Alexander Armstrong discovers ancestor led failed Civil War siege

Pointless host Alexander Armstrong has discovered his ancestor was a key figure in the English Civil War who bankrolled the king and led a failed invasion of Gloucester.

Alexander learned he is descended from Edward Somerset, the sixth Earl and second Marquess of Worcester, on the BBC genealogy series Who Do You Think You Are?

He was told that Somerset was one of the monarchy's biggest supporters during the Civil War, which broke out in 1642.

His ancester loaned King Charles I funds worth £70million in today's money.

Historian Mark Stoyle told Armstrong his ten times great-grandfather was "one of the most fascinating characters of the Civil War".

He said: “Edward Somerset promises to raise an army for the king, and he sets about doing that in late 1642/early 1643, and soon has raised a force of well over 2,000 men.

"With that army, Edward Somerset marches towards Gloucester, a very strongly Parliamentarian town, and prepares to besiege the town."

Somerset's army was not big enough to fully besiege Gloucester, so the troops billeted themselves just outside of town, in Highnam, for a month.

However, Somerset then made the "fatal mistake" of heading to Oxford to meet with Charles I, leaving behind his troops.
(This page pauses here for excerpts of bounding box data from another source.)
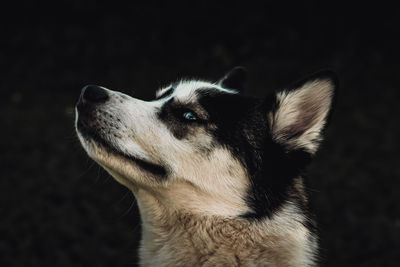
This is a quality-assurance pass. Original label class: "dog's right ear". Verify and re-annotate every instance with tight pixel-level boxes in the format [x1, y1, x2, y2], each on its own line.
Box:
[268, 71, 337, 155]
[217, 67, 246, 92]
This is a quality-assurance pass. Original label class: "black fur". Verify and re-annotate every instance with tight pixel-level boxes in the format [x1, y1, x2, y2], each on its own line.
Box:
[199, 91, 311, 218]
[218, 67, 246, 92]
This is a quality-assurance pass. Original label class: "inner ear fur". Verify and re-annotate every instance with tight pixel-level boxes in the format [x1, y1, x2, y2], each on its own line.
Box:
[268, 71, 337, 154]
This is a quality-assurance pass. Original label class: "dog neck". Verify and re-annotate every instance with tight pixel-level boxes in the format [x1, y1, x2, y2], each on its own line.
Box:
[134, 186, 316, 266]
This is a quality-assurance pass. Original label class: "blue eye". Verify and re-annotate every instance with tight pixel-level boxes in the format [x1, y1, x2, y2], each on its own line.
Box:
[183, 112, 197, 121]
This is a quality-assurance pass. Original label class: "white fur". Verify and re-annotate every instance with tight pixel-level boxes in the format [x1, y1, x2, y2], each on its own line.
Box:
[269, 79, 334, 154]
[78, 81, 318, 266]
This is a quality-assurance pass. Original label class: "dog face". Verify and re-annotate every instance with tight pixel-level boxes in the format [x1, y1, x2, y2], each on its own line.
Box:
[76, 68, 334, 217]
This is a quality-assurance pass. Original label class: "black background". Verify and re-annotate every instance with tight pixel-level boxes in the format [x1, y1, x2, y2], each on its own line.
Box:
[0, 1, 400, 266]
Gloucester's Parliamentarian forces attacked, rendering Somerset's army helpless as their leader had left them.

The troops surrendered with "barely a shot fired", and embarrassingly became known as the "Mushroom Army" due to being established and then dissolved very quickly.

In his later years, before his death in 1667, Somerset indulged in his passion for science and invented what he called a "water commanding engine" – now seen as one of the earliest steam trains.